Katanya, saat ini Kantor Bahasa Malaku mencatat, bukan saja di negeri Sepa, namun untuk Maluku secara keseluruhan diketahui melalui hasil penelitian Kementerian Pendidikan Dan Kebudayaan berhasil memetakan sebanyak 49 bahasa daerah di beberapa pulau di Maluku terancam punah. Pulau-pulau itu diantaranya, pulau seram, pulau buru, pulau ambon pulau haruku dan sebagian negeri lagi di pulau saparua. Dimana, kondisinya terancam punah. “Fokus kami dipusatkan pada kawasan yang disebut sebagai Maluku Tengah. Karena ada banyak bahasa daerah yang terancam puna. Mengapa harus kita lindungi? Karena ketika sekali mati, sangat sulit instrumen untuk menggidupkan kembali bahasa yang sudah mati,”terang Arif.

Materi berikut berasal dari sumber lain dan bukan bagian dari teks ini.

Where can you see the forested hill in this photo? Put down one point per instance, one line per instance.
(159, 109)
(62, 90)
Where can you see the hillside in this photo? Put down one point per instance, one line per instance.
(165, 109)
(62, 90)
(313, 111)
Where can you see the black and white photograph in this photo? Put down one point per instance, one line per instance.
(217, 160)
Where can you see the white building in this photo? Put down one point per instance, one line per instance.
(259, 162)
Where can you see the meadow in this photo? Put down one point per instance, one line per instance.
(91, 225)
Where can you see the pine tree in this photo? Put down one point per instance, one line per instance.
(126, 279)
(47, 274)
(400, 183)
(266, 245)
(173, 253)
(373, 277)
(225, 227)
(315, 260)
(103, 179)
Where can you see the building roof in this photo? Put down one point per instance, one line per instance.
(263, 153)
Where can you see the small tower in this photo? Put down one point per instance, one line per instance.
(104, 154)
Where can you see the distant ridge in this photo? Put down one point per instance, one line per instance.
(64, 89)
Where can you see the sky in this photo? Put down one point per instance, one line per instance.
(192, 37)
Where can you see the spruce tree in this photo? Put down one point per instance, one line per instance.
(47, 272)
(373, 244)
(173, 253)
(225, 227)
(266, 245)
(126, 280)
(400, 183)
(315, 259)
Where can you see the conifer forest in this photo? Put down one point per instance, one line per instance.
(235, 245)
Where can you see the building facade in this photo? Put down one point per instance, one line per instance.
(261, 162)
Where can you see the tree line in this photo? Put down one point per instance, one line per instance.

Sementara itu, Ketua STKIP Gotong Royong Masohi, Kalasum Selehulano menambahkan, dalam kegiatan ini pihaknya sangat berterima kasih kepada Yayasan Toyota. Pasalnya, selain dengan melibatkan langsung para mahasiswanya untuk terjun praktek lapangan, pihaknya juga berkesempatan melakukan MoU dengan pihak Yayasan ternama Jepang ini.

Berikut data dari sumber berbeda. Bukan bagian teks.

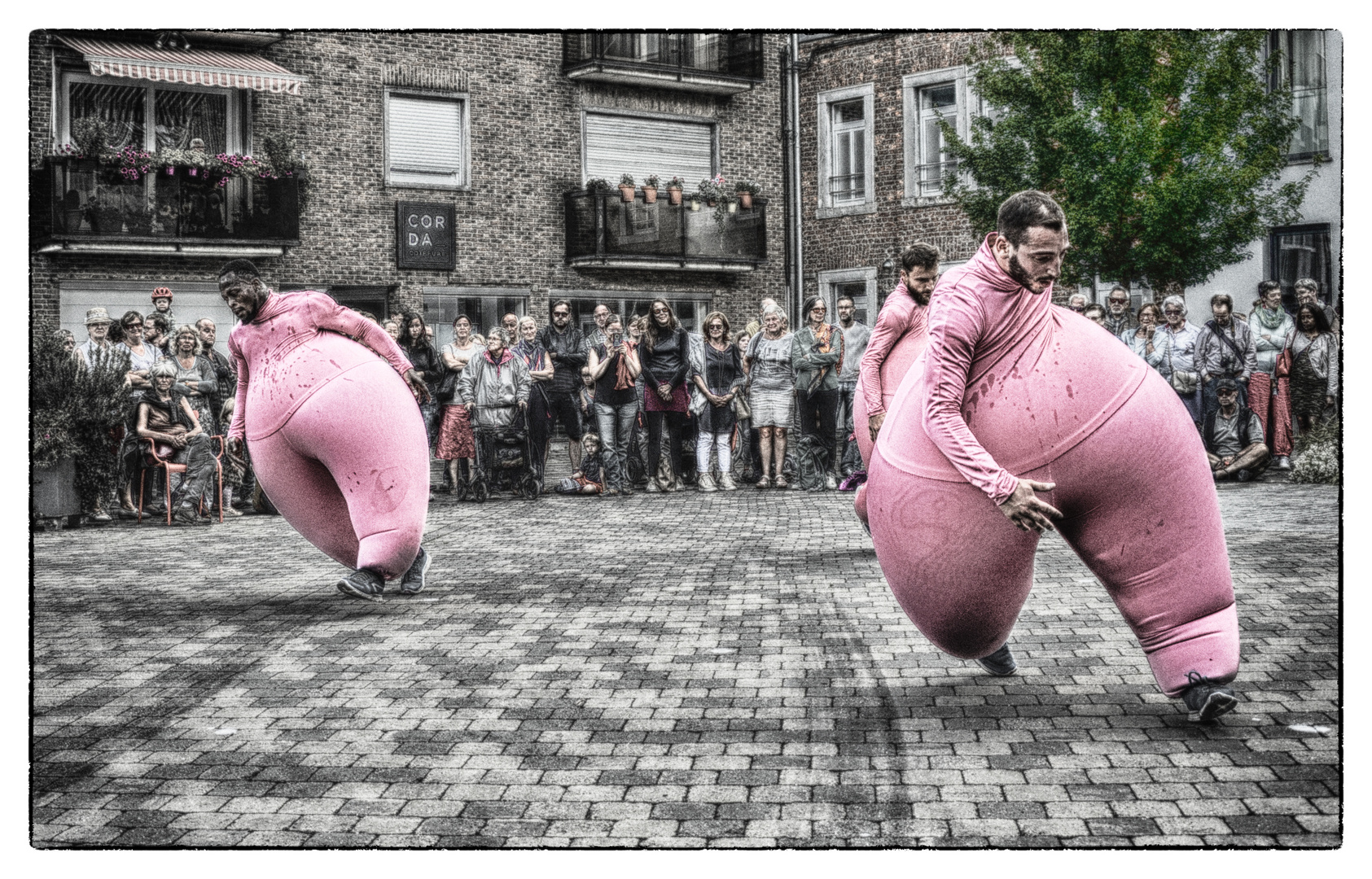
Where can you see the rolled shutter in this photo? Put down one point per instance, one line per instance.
(641, 147)
(424, 140)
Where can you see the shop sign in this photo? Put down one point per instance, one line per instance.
(424, 236)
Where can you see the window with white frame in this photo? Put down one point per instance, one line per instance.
(1302, 69)
(931, 98)
(154, 116)
(426, 140)
(845, 151)
(857, 284)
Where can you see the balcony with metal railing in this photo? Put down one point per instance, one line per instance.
(604, 230)
(712, 63)
(80, 206)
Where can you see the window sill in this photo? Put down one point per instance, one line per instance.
(925, 200)
(845, 210)
(392, 184)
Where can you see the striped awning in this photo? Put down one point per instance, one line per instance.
(212, 68)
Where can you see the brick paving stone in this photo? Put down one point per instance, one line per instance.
(767, 694)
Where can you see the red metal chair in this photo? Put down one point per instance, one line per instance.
(152, 460)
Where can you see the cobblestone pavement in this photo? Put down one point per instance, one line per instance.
(690, 671)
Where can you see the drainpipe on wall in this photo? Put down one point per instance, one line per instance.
(797, 258)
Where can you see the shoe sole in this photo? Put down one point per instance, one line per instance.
(352, 593)
(406, 590)
(997, 672)
(1215, 705)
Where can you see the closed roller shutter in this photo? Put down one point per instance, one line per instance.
(641, 147)
(424, 140)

Karena dengan melihat adanya kemunduran tatanan bahas lokal di daerah itu, semakin membahayakan keberadaan ragam adat istiadat di sejumlah negeri adat di wilayah pulau ibu itu. Momentum ini tambah dia, sangat membantu pihaknya dalam upaya-upaya koordinasi antara lembaga pendidikan dan pemerintah daerah yang saat ini tengah dibangun.
Sebelumnya, diinformasikan bahwa sudah ada upaya koordinasi antara Kantor Bahasa Maluku dengan Kementerian Pendidikan Dan Kebudayaan setempat. Guna membentuk sebuah produk hukum daerah, tentang wajib adanya proses belajar mengajar bahasa lokal di seluruh lembaga pendidikan di wilayah Malteng. “Kerjasa sama dengan Kantor Bahasa Maluku dan Kabupaten Maluku Tengah, karena tadi saya sudah bincang-bincang dengan beliau. Beliau akan melakukan satu sesion mengunjungi STKIP Gotong Royong Masohi untuk melanjutkan program ini”.